Figure 2. In vivo-simulated set up. This is a novel in vitro set-up that simulates in vivo conditions. Close chamber containing cancer cells is sandwiched in between transmitting oil simulating soft tissue in the body and ultrasound absorber on the opposite side to minimize reflection of ultrasound waves.
Ex vivo systems
In some cases, in vivo-simulated set ups might be difficult to design, such that using an actual in vivo target for exposure outside of the body (e.g. removing the liver before ultrasound irradiation) might be a practical option. This is called an ex vivo set up. Unlike in vivo where active blood circulation is present; ex vivo tissues may still have a good predictability for in vivo outcome especially when freshly collected tissue is used in the experiments. In some cases, for drug delivery with ultrasound, a circulating and temperature regulating device might be added into the system to simulate the real in vivo environment Citation[41].
In vivo systems
In vivo experimentation is a step closer to clinical application. When designing in vivo experimental set ups, eventual actual clinical application should be considered. Several in vivo set ups have been adopted for drug delivery with ultrasound. For either localized targeting or generalized ultrasound exposure, animal survival should be an important gauge for the overall success in any in vivo therapeutic experiment. The most commonly applied in vivo system for therapeutic ultrasound is direct targeting of a tumor after intratumoral injection of the drug or other agents, for example therapeutic DNA. For highly vascular tumors, intravenous administration of the drug is performed prior to direct tumor sonication. To be able to properly target and monitor the tumor during this type of treatment, real time imaging by ultrasound or MRI is commonly used. While few studies have attempted whole body exposure of animal models for sonication, a successful therapeutic outcome has been limited. Although such a model is ideal for the treatment of metastatic cancer, lethal damage by ultrasound itself can become an important issue and overall effectiveness still remains as a big challenge for investigation.

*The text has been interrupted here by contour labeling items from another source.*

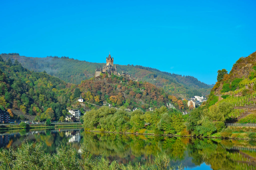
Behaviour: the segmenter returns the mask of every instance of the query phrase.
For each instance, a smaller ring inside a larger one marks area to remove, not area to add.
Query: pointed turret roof
[[[111,56],[110,55],[110,54],[109,54],[109,57],[108,58],[108,59],[111,59]]]

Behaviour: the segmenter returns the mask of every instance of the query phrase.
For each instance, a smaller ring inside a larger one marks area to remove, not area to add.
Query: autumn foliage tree
[[[13,112],[12,111],[12,110],[10,109],[8,109],[7,110],[7,111],[9,113],[9,114],[10,115],[10,117],[13,117],[14,115],[13,115]]]
[[[180,109],[184,109],[184,104],[181,100],[179,100],[177,101],[179,106],[179,108]]]
[[[190,101],[189,106],[188,107],[188,109],[190,110],[193,110],[194,108],[194,105],[193,105],[193,102]]]

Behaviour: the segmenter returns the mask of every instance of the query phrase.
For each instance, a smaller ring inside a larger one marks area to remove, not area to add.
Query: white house
[[[81,111],[79,110],[69,110],[68,112],[72,116],[74,116],[77,119],[80,119],[81,115]]]
[[[204,100],[204,96],[202,96],[201,97],[200,97],[198,96],[195,96],[195,98],[196,98],[196,99],[198,100],[199,100],[200,102],[202,102],[203,100]]]
[[[83,98],[81,96],[80,96],[80,97],[79,97],[79,98],[77,100],[77,101],[79,102],[83,102]]]

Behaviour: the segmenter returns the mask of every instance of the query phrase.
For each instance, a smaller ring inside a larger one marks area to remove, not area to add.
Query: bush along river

As to chemotherapeutic agents against tumors, even if the agent is effective against this particular cancer in vivo model, optimal quantities of the agent must also reach all cells within the targeted tumor Citation[42], Citation[43]. It is here where strategies are developed to increase drug uptake by tumor cells using ultrasound Citation[44]. This is in addition to other strategies by which ultrasound is being applied for therapy such as thermal ablation, hyperthermia, and interaction with drug carriers and vasculature Citation[45].
Mechanisms involving physics and chemistry
The mechanisms by which ultrasound augments the activity of drugs and other agents remain poorly understood, although several explanations have been proposed. In vitro, (a) increased cellular membrane permeabilization of drugs, also called sonoporation, (b) increased sensitivity of the cells to the agent, (c) potentiation of the agent, (d) partial damage caused by one of the modalities alone was rendered irreversible when the two are combined, and (e) the thermal effect, were cited as possible mechanisms. All these in vitro effects could probably be present to varying extents in vivo, as well. Furthermore, in vivo, vascular effects and immune response Citation[46] of the animal model may also uniquely produce interactions between ultrasound and anticancer agent, resulting in enhanced effects.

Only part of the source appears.